Last week I took down the last wreath, getting it down before Valentine’s Day, and settled down to the finale of my favorite chef show. Watching this finale was like watching a rerun of my holidays.
It occurred to me that the activities that wear me out are repeated over and over every day by the restaurant cook. In the past I have been exhausted, sitting on the couch and feeling unappreciated, when I only prepared food for 15. I wonder how those chefs do it.
Chefs today are the media darlings. We love to watch them. We want to be them, be like them, cook like them, but do we really want to work like them?
After the glory and the title, the job returns the very next day. Being a chef, an executive chef, a sous chef or a cook has its challenges. Chefs are prone to burnout and I don’t wonder why. Burnout is the term for the experience of long-term exhaustion and diminished interest, especially in one’s career. Try performing Thanksgiving dinner 366 days a year.
One of the perils of the profession is the long hours. If one person is the single chef in a restaurant, or if one person owns the restaurant, that person is velcroed to the frying pan. One wife of a chef explained it this way: “My chef husband works half days, 12 noon to 12 midnight.” A chef works when the rest of the world is off – holidays, weekends, and nights. It’s a lonely job.
There can be a lot of tension in a kitchen. During busy times, the speed of the work is inconsistent. There are very busy times followed by boring or tedious tasks.
The job can be hazardous to the health. Most chefs have scars from cuts and burns. Standing all day is not good for the lower back, hips and knees, to say nothing about what tasting food all day does to the arteries.
Restaurants work on a tight profit margin so chefs are under a lot of pressure to make things work. The chef deals with a lot of variables: large customer counts, small customer counts, inconsistent tastes, lack of control over delivery times, late orders, missed items, inadequate staff.
Phew, what can we do to keep our good chefs happy?
Restaurants can encourage the chef to visit the customer during meals. Like all of us, chefs have egos that need attention.
They can encourage the chef to take continuing education at a culinary school.
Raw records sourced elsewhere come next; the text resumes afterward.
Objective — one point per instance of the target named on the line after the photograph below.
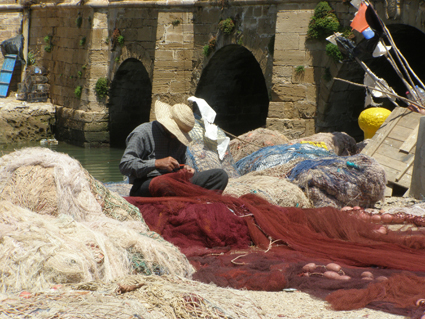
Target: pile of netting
(248, 243)
(340, 143)
(60, 225)
(272, 156)
(252, 141)
(148, 297)
(275, 190)
(202, 152)
(340, 181)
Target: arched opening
(130, 100)
(234, 86)
(346, 101)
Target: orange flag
(359, 22)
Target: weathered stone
(292, 128)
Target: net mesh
(340, 181)
(340, 143)
(285, 239)
(252, 141)
(272, 156)
(67, 212)
(275, 190)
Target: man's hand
(414, 108)
(167, 163)
(189, 169)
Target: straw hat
(177, 119)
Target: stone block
(287, 41)
(96, 137)
(164, 55)
(290, 57)
(293, 21)
(288, 93)
(305, 110)
(281, 110)
(291, 128)
(145, 34)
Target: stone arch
(130, 100)
(233, 84)
(345, 102)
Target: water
(101, 163)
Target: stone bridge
(170, 50)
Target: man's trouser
(213, 179)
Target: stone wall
(168, 39)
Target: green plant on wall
(176, 22)
(31, 58)
(327, 76)
(120, 40)
(77, 92)
(48, 40)
(79, 21)
(300, 69)
(227, 25)
(101, 87)
(324, 22)
(332, 50)
(206, 50)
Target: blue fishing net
(275, 155)
(339, 181)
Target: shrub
(79, 21)
(299, 69)
(327, 76)
(227, 26)
(207, 50)
(324, 22)
(101, 87)
(31, 58)
(78, 91)
(332, 50)
(120, 40)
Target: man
(159, 147)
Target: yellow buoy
(371, 119)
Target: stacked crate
(35, 86)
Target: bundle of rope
(340, 143)
(272, 156)
(252, 141)
(340, 181)
(65, 209)
(277, 191)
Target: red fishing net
(248, 243)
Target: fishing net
(340, 143)
(275, 190)
(356, 180)
(202, 152)
(284, 238)
(272, 156)
(52, 184)
(252, 141)
(148, 297)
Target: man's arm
(135, 160)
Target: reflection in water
(101, 163)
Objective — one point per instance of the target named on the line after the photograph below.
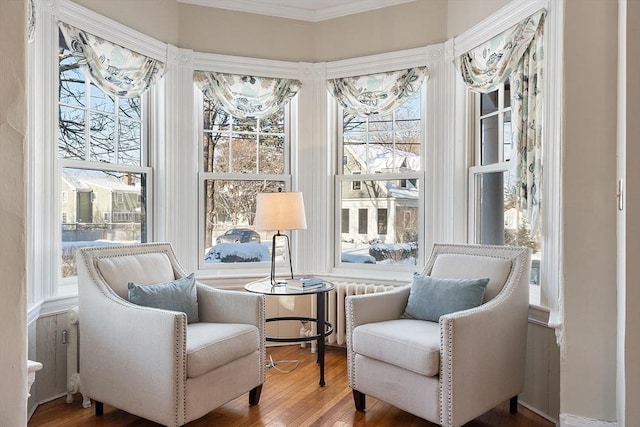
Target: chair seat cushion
(407, 343)
(211, 345)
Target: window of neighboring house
(383, 175)
(240, 158)
(101, 147)
(382, 221)
(356, 185)
(345, 220)
(363, 221)
(496, 217)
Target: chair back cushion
(464, 266)
(142, 269)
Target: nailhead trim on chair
(446, 419)
(105, 289)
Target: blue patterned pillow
(177, 295)
(432, 297)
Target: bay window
(378, 182)
(240, 158)
(104, 176)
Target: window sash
(204, 176)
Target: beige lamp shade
(280, 211)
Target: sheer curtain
(114, 69)
(378, 93)
(516, 54)
(246, 96)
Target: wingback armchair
(452, 371)
(151, 362)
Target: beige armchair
(452, 371)
(149, 361)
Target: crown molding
(297, 12)
(245, 66)
(103, 27)
(384, 62)
(505, 18)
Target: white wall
(13, 129)
(629, 226)
(588, 356)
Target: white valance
(516, 54)
(246, 96)
(116, 70)
(378, 93)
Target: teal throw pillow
(432, 297)
(177, 295)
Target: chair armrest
(225, 306)
(378, 307)
(483, 354)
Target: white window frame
(545, 312)
(48, 291)
(203, 177)
(243, 66)
(435, 224)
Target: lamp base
(274, 281)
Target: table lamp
(280, 211)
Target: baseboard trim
(537, 411)
(569, 420)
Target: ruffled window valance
(378, 93)
(246, 96)
(114, 69)
(516, 54)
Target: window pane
(232, 145)
(216, 153)
(101, 208)
(273, 123)
(100, 101)
(507, 94)
(500, 220)
(243, 153)
(353, 123)
(490, 140)
(388, 144)
(102, 138)
(271, 155)
(244, 125)
(363, 221)
(394, 238)
(130, 108)
(71, 134)
(129, 152)
(507, 144)
(215, 119)
(380, 122)
(344, 220)
(488, 103)
(229, 234)
(72, 85)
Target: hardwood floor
(288, 399)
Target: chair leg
(513, 405)
(360, 400)
(254, 395)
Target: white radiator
(335, 306)
(71, 337)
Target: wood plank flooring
(288, 399)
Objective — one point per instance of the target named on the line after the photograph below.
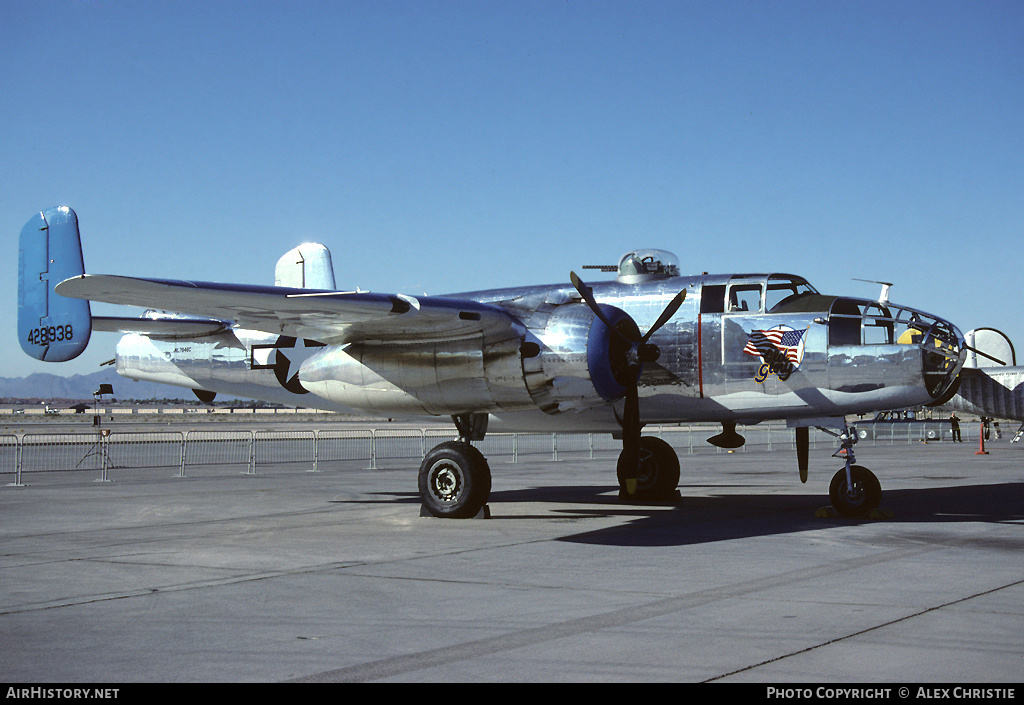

This will allow him or her to mingle with colleagues and stimulate his or her professional skills.
They can encourage the chef to get cross-training in management and finance so they understand their position and thus lower stress. They can include the chef in all planning. This means the waitstaff meetings, the pre-meal meeting, the purchasing, the marketing, even the design of the kithen.
The restaurant can make sure the chef has enough breaks and provide them a place to take a break, especially a place to sit down. Even a 10-minute respite at a designated outdoor spot can improve attitude.
Help the chef find an outlet. Pay for an oil painting class or maybe kick-boxing. Some chefs write books; some do demonstrations for the customers.
Restaurants can encourage chefs to participate in such events as the Soroptimist Celebrity Chef Dinner, April 7 at the Holiday Inn, so chefs have a chance to fraternize with friends and promote their culinary skills.
The customer (that’s you) can keep our chefs happy by treating them with love and kindness.
The customer can “vote” for the chef by visitng his or her restaurant often and spreading the word about how much they like specific foods.
Customers also can support their chefs by visiting them at the Celebrity Chef Dinner and telling them how much they like their marvelous food.
Anita Ala Carte will support these chefs by interviewing them and including them in articles called “Meet the Chefs” over the next few weeks.
Oh busboy, there is nothing quite like being a great chef, a dedicated soul doing what they love, and with a little TLC, they will stay that way.